To generate this report, you would use the advanced object chooser and select Supporter_Event(the table joining supporters and events - essentially, instances of event registrations), followed by Supporter, and followed by Donation... or else, the same sequence in reverse, starting with Donation.
Let's get Technical
As a general rule of thumb, every page and record you create in Salsa has its own table having the same name as the entity. For example, if you create a group called ‘Activists’, it will be saved in a table called Group. Because almost all features and activities in Salsa depend in some part on supporter activities, almost all tables are connected to the Supporter table. The connection between the supporter activity (such as group membership or action history) and the supporter record itself is done through a third table named “Supporter ”. For example, supporter_group.
The order in which you select your tables is probably the trickiest part of using the reports tool. Even though you are selecting the same tables, the order in which you select them could greatly affect the pool of data that will be available to you. This point requires you to be mindful and consider the details you want to include in your end result – there's a fine balance between having too many objects selected and muddling your results, and having too few objects selected and not receiving the data you want.
For example, if you select supporter_group then Supporter, you can only report on supporters that belong to at least one group. All supporters that are not affiliated with any group are filtered out at this point. But if you had selected Supporter then supporter_group, it would be a different story: you could report on both supporters that don’t belong to a group and also those who do. As a guide line if you want to include as much detail as possible, select the largest table first then the more specific table.

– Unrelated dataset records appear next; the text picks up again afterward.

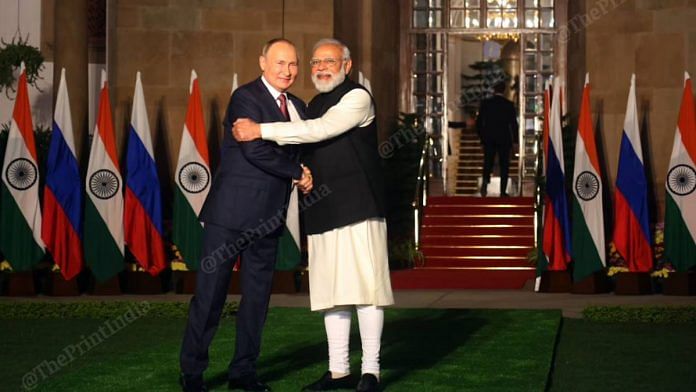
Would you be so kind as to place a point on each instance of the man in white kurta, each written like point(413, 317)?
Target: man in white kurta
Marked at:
point(348, 265)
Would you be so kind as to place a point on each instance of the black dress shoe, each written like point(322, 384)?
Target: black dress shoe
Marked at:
point(326, 383)
point(368, 383)
point(192, 383)
point(248, 383)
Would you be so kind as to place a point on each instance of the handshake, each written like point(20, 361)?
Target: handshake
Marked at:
point(305, 183)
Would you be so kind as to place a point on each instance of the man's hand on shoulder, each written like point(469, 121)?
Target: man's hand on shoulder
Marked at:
point(305, 184)
point(245, 130)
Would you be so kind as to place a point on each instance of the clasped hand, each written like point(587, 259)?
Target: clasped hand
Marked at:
point(305, 183)
point(245, 130)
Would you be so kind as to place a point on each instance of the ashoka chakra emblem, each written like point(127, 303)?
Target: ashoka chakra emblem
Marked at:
point(21, 174)
point(587, 186)
point(194, 177)
point(681, 180)
point(104, 184)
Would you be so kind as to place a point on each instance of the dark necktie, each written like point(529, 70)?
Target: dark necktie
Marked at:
point(284, 106)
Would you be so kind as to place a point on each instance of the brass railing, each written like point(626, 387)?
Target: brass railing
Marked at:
point(420, 199)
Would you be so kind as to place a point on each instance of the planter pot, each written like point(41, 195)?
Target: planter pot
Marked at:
point(633, 283)
point(109, 287)
point(302, 281)
point(19, 284)
point(284, 282)
point(235, 283)
point(555, 282)
point(141, 282)
point(597, 283)
point(57, 286)
point(185, 282)
point(679, 283)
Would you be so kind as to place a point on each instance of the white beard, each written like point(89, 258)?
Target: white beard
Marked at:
point(324, 86)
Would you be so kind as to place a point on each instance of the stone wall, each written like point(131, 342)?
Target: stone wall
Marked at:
point(165, 39)
point(656, 40)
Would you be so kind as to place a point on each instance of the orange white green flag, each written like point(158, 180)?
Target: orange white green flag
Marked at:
point(588, 251)
point(192, 180)
point(680, 201)
point(20, 218)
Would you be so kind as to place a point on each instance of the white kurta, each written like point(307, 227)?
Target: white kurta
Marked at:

In this tab, you can choose the fields you'll want to see in the report. Click the button as many times as you would like to add fields to the report.
Field: This is the actual database field, selected from a pull-down menu based on the objects chosen for the report.

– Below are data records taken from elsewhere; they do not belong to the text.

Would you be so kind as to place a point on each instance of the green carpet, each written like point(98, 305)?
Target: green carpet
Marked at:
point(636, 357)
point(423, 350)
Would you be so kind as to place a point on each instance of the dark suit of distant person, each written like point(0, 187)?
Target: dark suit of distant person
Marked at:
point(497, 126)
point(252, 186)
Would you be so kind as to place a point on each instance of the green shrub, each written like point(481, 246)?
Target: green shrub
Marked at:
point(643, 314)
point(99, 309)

Label:This is the name that will identify the column in the report itself. By default we will enter the field name in this spot if it is not filled in.
Function: This menu offers a number of functions that could be applied to the results of the field in question. If the report is a Standard Report, most of these functions are about formatting numerical values, especially date values. If the report is an Aggregate Report the list of options is longer.

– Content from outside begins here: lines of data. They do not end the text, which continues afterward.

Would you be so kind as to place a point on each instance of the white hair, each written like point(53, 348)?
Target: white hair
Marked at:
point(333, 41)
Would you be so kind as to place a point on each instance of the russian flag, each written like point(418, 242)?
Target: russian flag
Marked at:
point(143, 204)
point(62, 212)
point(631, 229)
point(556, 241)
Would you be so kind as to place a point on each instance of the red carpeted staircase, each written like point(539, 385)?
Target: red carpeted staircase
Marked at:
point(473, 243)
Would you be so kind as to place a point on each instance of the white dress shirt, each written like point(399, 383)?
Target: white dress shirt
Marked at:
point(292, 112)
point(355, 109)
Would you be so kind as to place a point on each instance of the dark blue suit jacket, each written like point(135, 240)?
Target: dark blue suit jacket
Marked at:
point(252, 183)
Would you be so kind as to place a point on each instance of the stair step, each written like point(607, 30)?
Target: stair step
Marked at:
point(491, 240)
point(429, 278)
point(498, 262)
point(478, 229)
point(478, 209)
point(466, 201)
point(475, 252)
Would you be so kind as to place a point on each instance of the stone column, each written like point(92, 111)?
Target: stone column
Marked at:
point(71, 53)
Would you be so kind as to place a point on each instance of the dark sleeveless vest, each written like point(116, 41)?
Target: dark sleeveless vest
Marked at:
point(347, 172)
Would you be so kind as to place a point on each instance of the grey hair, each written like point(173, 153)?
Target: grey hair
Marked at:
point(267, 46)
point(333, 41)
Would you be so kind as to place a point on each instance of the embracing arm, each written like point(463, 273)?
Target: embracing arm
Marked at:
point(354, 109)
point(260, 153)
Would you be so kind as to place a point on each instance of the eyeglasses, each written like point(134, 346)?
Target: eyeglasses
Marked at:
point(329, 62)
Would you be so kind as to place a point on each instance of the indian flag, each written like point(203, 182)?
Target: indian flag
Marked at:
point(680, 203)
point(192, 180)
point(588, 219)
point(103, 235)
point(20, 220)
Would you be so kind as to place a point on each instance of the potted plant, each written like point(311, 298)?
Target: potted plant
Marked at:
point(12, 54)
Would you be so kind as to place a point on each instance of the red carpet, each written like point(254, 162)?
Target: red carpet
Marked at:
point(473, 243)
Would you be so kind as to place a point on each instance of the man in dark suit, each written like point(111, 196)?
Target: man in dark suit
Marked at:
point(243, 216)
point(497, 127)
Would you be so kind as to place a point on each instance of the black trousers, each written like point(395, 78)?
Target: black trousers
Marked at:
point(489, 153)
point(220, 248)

Group by: The "group by" box only appears if the report is an Aggregate Report. If box is checked for a particular field, it means it’s going to aggregate records which have the same value in that particular field in to one record. When multiple "group by" options are selected, it creates a sort of hierarchy of how the results will be organized defined by the sequence of the fields. That is to say, first records will be grouped by the top column in the list, and then each group will be grouped by the second column creating subgroup and so forth.
Order:Use the up and down arrows under "order" to re-order the sequence of fields on the report.
Delete:The button removes the field from the report.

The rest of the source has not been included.